Thank you for reading Saving Faith! It’s pretty amazing that you choose to give my writing a few minutes of your time each week.
Here is a raw, personal reflection. I haven’t “sat on” this writing, revised it, or even thought much aout it beyond writing the first draft you’re reading here.
I’ve been having a rough time. I’ll spare you the details, but I’ve been wondering in the past few days, “What is the point of God?” Some important things in my life sort of suck, and it’s hard to see how they’ll get better. It’s also hard to tell whether my faith makes any positive difference in how I handle the sucking.
I certainly don’t feel close to God these days.

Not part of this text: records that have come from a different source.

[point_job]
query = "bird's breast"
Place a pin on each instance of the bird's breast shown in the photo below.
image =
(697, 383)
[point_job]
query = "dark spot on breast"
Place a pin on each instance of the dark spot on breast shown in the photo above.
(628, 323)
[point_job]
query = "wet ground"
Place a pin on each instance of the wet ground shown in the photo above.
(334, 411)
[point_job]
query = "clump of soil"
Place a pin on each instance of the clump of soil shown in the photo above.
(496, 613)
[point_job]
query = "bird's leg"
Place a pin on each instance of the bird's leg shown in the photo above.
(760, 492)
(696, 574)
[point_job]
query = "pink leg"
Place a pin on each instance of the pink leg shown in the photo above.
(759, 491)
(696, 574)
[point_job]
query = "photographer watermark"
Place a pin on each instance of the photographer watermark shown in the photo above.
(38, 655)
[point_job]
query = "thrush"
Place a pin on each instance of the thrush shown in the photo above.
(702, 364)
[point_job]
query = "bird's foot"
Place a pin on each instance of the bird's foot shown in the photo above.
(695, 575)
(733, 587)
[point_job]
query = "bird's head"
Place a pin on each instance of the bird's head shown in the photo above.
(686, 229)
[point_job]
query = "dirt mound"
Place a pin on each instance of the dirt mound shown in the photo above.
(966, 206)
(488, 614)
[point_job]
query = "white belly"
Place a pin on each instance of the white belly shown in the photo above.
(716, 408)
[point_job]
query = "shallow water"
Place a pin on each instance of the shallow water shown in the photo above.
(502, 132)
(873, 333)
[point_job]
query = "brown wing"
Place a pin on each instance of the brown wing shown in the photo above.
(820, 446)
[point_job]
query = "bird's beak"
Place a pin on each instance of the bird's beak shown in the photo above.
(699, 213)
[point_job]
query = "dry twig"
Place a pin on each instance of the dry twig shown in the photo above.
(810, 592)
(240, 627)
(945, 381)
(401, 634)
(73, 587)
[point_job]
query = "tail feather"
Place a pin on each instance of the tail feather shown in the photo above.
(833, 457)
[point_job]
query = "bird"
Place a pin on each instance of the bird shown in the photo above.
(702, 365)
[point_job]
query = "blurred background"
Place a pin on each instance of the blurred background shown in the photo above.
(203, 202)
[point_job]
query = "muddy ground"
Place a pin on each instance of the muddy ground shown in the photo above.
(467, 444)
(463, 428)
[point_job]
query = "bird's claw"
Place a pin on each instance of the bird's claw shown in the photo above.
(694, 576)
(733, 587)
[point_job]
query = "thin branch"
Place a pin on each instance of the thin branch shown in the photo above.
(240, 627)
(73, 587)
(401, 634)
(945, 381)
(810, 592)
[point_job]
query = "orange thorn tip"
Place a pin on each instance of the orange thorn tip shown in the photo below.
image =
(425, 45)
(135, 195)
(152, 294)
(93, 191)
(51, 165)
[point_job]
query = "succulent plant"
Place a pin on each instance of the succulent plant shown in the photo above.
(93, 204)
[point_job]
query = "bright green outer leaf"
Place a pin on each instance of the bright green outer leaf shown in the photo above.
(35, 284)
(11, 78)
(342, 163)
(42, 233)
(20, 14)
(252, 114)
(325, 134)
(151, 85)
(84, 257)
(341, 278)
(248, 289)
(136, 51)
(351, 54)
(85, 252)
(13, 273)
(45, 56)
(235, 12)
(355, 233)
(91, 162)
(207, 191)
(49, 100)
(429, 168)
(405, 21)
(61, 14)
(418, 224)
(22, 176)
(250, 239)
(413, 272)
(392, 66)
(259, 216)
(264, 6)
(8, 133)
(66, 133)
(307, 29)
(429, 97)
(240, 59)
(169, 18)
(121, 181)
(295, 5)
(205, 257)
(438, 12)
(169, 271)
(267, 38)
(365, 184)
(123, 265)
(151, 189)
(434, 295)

I don’t see the “fruit of the spirit” in my responses to the day-to-day stresses, frustrations, and challenges of the past few months, and I can’t foresee much improvement in my responses without massive personal effort and growth that, honestly, reflects a finite human’s struggling rather than an infinite God’s spiritual transformation of that human.
So, what is the point of God? What is the point of God if the same stresses of daily life persist forever, as they seem poised to do? What is the point of God if a supposedly spiritually transformed person (me) can’t handle the stresses and frustrations and challenges far better than he does?
I guess my best answer at this moment is … God is an anchor. God is the reference-point by which I determine whether to persevere in my circumstances and, more importantly, how I will do so. If I have committed my life to following God, then I have committed myself to a set of values and principles that demand 1) perseverance in the situation in which I find myself and 2) striving toward a more graceful form of that perseverance.
Christians don’t get to give up.
Eric, I know you answered your own question. I have been there too. As a Christian we believe in the triune God, Son and Spirit. When troubles and struggles come we DO have a person to turn to, Jesus. If you feel your troubles are too hard to bear then give them to Him. He will replace them with His burden which is LIGHT.
Also when we get to the point of “I can’t take it anymore,” we need to remind ourselves of Job and his troubles. No mater what the devil did to Job he never lost his Faith and Trust in God. When Jobs trials ended God rewarded him for his faithfulness.
Today we may not see the end of our trials, but we know what reward is waiting for us and who the victor is in the end - Praise the Lord.
Many thoughts go through my mind reading this. My parents always stressed, as Evangelicals, eternal life as The Prize. But even as a young teen--maybe because I was a young teen!-- it seemed to me it should be about more (!) than that... I wanted it to be about the small, everyday stuff. I wanted a difference in that mire. And I think that's it. But it's taken decades to get there.
And for me, the path there is Psalm 46:10. Maybe these days/times, though, it should be read as "GET still..." :) Let the other stuff fall away, so you can feel God surrounding you. Humbly offered though... seriously. It's challenging to know how to share such thoughts!